No perder la memoria

No vale decir que cualquier tiempo pasado fue mejor. Los fracasos palpables en tantas promesas utópicas de la modernidad, son argumentos serios para desconfiar de la herencia recibida. La ideología desarrollista que tomó fuerza con la revolución industrial, es una enfermedad de muerte ya en un mundo globalizado cuyo rostro humano se desfigura con la injusticia social, la escandalosa pobreza, la corrupción, y las estrategias de paz programadas una y otra vez según la ley del más fuerte. Dentro de la misma Iglesia, que recibió el aire oxigenante del Vaticano II, las nuevas generaciones, que no vivieron aquel impulso gratificante, han sufrido la confusión y divisiones del postconcilio, y su experiencia negativa justifica de algún modo su desconfianza y abandono del pasado.

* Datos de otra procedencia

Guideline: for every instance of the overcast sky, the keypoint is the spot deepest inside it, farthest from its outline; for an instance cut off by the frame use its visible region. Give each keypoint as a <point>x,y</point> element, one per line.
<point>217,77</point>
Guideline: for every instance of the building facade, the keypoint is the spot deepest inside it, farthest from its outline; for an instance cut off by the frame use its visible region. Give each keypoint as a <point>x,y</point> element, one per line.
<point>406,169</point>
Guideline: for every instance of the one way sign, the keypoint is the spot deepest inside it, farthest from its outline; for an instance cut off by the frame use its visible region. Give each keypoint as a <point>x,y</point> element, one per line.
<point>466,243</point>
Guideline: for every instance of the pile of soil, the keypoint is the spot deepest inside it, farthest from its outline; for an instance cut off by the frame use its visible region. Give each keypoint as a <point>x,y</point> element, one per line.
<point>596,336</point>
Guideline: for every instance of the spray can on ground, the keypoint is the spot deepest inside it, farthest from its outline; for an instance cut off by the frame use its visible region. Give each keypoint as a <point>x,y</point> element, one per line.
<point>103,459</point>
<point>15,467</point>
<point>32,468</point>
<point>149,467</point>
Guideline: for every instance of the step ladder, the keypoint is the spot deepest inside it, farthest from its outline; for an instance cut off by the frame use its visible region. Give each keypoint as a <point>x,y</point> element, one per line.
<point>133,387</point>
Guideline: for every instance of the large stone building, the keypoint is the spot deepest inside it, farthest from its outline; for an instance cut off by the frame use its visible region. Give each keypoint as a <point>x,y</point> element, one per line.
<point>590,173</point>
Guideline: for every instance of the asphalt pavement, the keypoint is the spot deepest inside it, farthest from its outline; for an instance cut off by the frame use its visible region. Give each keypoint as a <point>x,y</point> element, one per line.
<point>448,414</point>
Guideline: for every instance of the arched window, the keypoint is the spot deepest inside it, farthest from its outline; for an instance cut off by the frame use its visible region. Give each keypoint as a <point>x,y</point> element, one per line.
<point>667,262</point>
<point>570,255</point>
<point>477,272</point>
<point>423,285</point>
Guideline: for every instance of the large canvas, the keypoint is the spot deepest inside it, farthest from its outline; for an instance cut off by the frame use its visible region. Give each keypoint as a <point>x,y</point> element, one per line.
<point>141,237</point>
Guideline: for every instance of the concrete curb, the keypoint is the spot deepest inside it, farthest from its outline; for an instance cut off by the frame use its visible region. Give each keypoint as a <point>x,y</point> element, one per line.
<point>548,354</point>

Dicho esto, la pérdida de memoria puede ser enfermedad grave para el porvenir de la sociedad y de la Iglesia. Queramos o no, cada uno hemos recibido los genes, creencias y costumbres de quienes nos han precedido; ellos han configurado básicamente nuestra forma de pensar, creer y actuar. Es imprescindible un discernimiento del legado, pero será tan imposible como ingenuo rechazarlo y olvidarlo sin más. Ya dentro de la Iglesia ¿la fe cristiana no es hacer memoria de una Promesa ya realizada en Jesucristo, capaz de iluminar el presente y abrir futuro? En el complejo dinamismo de la Iglesia, es temible y nefasto el anquilosamiento en el pasado pervirtiendo el evangelio con un legalismo intolerable y confundiendo tradición con tradicionalismos insensibles a lo nuevo. Pero no son menos peligrosos y extravagantes los que diagnostican el presente y pretenden abrir nuevos caminos, olvidando y rompiendo con la tradición viva del pasado.